The artist John Craxton (1922-2009) was a contemporary and friend of Lucian Freud. The current exhibition, John Craxton: A Modern Odyssey, at Pallant House Gallery concentrates on his life and work.

The show is arranged chronologically portraying the artist’s life as an odyssey from his early life in pre-war Britain and culminating in his awakening in Greece.

John Craxton was born into a Bohemian, musical family in London. He lived in his imagination drawing on his fascination for the ancient and mythology, themes expressed in his art. As he struck out he produced a series of melancholic landscapes and was, to his annoyance, associated by many with the Neo-Romantic movement.

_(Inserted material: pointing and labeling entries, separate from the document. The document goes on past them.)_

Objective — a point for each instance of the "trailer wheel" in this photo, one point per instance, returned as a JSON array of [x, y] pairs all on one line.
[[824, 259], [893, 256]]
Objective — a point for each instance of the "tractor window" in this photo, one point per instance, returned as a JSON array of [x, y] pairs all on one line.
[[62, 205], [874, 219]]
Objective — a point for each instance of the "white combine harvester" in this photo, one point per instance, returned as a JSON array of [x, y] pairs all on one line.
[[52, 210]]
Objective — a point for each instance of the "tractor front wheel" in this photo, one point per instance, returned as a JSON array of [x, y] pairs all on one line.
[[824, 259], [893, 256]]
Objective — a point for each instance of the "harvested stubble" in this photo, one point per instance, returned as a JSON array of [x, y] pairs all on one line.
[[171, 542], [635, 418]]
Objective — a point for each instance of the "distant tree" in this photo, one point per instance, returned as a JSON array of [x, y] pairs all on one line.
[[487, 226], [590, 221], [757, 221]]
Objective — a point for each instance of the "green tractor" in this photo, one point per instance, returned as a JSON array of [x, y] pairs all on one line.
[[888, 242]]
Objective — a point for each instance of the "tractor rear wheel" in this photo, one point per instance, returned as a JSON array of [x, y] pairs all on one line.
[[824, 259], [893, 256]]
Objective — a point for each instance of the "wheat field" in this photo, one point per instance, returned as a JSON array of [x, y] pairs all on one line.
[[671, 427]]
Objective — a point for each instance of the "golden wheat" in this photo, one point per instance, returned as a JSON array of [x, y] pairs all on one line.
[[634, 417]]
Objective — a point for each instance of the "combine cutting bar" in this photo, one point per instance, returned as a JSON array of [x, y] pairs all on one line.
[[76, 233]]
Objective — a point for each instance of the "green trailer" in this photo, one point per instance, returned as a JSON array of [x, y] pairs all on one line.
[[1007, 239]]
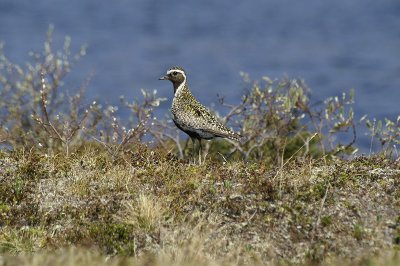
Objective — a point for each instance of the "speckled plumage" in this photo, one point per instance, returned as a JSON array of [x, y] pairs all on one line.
[[190, 115]]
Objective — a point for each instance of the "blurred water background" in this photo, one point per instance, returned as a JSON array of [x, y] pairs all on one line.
[[333, 45]]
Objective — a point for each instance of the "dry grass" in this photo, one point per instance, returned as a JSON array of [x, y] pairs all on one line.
[[147, 208]]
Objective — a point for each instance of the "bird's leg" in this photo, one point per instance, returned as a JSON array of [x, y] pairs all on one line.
[[200, 151], [194, 150]]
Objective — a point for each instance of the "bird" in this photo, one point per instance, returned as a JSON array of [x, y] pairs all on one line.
[[190, 116]]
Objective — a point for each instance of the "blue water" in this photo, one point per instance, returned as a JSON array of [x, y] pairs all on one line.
[[334, 46]]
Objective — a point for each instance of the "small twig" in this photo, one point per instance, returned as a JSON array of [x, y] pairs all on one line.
[[319, 214]]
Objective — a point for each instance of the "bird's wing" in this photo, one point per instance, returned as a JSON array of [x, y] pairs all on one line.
[[201, 118]]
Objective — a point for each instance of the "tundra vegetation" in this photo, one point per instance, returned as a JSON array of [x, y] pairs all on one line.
[[81, 185]]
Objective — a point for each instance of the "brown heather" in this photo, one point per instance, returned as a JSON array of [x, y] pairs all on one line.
[[149, 207]]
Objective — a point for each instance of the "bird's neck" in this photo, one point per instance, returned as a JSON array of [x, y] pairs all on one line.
[[180, 87]]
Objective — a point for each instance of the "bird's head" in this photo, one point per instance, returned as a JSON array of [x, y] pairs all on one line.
[[176, 75]]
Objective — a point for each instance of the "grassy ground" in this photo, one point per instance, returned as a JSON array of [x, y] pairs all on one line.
[[148, 208]]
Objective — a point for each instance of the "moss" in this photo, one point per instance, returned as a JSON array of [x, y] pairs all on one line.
[[114, 238]]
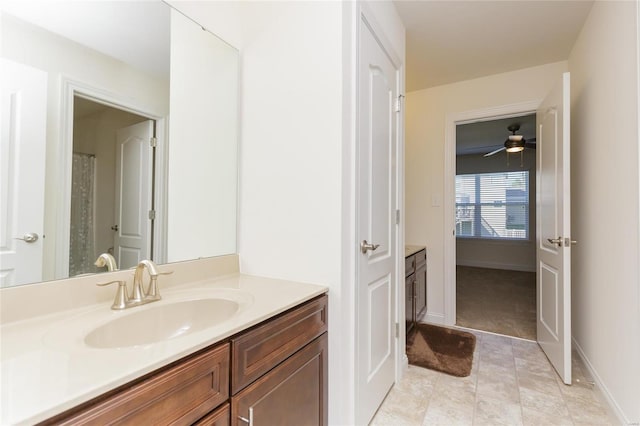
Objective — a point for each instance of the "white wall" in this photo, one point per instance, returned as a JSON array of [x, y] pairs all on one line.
[[500, 254], [58, 56], [425, 157], [203, 144], [605, 197]]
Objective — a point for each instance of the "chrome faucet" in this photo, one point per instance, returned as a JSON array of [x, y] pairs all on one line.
[[106, 259], [138, 294]]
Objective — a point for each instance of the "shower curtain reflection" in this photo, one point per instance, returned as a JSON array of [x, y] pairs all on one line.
[[82, 239]]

His early self portrait displays the introspective qualities and palette of much of his work from this earlier period.

John Craxton, Self Portrait, 1946-1947

The influences of his mentor Graham Sutherland and the inspiration of Picasso, who he met, began to permeate his paintings with an increasingly radiant palette.

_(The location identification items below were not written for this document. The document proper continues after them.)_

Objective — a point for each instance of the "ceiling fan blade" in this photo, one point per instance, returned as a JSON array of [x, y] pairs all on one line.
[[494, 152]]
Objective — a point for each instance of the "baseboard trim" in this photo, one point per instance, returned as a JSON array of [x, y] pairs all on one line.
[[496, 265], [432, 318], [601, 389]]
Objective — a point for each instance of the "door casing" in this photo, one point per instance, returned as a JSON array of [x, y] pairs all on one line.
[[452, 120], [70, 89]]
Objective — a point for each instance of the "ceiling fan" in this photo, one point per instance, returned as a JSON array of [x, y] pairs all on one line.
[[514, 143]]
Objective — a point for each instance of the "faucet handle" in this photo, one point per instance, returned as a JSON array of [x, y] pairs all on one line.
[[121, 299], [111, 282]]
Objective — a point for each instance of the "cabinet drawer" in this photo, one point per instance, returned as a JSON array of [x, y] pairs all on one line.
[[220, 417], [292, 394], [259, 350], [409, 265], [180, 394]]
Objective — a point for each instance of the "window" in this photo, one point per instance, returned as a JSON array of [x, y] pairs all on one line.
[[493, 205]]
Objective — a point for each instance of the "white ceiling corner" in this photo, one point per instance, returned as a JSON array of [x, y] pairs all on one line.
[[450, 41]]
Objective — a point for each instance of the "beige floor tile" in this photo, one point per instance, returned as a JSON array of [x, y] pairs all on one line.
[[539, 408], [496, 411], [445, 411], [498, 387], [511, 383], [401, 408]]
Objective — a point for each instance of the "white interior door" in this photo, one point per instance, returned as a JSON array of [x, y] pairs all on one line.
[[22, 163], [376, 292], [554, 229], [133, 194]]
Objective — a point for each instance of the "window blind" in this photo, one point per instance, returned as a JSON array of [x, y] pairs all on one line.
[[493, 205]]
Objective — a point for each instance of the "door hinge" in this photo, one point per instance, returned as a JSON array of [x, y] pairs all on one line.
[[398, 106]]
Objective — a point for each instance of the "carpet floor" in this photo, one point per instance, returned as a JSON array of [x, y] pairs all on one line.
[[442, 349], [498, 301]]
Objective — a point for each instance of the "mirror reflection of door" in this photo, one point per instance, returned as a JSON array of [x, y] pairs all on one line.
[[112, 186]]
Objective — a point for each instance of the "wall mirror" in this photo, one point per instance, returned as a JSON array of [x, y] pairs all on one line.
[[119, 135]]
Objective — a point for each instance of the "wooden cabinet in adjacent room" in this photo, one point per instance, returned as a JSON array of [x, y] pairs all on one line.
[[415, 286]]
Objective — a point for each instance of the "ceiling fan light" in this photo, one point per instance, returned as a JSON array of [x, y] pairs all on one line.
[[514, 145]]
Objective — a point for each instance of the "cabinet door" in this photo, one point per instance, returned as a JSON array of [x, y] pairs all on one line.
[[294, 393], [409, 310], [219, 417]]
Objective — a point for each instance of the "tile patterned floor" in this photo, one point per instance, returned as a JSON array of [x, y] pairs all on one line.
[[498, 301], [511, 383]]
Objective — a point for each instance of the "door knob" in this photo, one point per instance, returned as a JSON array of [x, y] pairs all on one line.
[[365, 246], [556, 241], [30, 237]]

Shortly after the end of the war, in 1946, Craxton’s odyssey finally arrived in Greece. He was accompanied by his rebellious friend and contemporary, the artist Lucian Freud. Once in Greece Craxton’s work began to be emblematic of his homosexuality the works filled with a new found freedom; a sense of joyous rebelliousness and liberation. The work is far less introspective. He painted portraits, life and the scenes around him. The paintings are inculcated with the influences of cubism and surrealism with bold outlines and vibrant colour. The resilience of the people and the animals in the landscape are often tinged with a breaking smile, perhaps reflecting Craxton’s state of mind.

Still Life with Three Sailors painted in the 1980s captures these qualities. It depicts three conscripted sailors seated at a table in a Cretan taverna on the harbourside. These later works draw on Greece’s layered creative history, myths, sculpture, Byzantine mosaics and Icons. The sailors are like mariners in a Greek myth far from home.

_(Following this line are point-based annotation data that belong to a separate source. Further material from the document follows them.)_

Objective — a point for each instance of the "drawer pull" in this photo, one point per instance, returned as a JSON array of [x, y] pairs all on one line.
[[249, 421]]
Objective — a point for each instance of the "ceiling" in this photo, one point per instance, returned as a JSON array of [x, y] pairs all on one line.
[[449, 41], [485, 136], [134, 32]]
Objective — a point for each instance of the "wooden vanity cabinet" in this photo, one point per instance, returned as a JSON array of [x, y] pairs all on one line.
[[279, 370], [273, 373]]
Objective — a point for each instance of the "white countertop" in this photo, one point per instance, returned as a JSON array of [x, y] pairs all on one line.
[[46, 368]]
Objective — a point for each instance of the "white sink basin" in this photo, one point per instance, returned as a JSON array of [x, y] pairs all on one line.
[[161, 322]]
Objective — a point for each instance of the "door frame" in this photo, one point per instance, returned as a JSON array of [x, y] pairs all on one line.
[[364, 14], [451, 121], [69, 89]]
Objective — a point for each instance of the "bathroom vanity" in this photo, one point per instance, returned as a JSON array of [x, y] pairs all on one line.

But it is the composition, palette and domesticity of the scene which delights. The wall notice behind them implores taverna dancers not to break the plates whilst being applauded with the words ‘No Breakage by Order’. There is a lightness and humour to Craxton’s signing of the cigarette packet and dating of the beer bottle.

It is in these later works that you find sunlight, joy and colour – the perfect antidote to our winter rain and grey weather.

John Craxton: A Modern Odyssey runs at Pallant House Gallery, Chichester until 21st April 2024.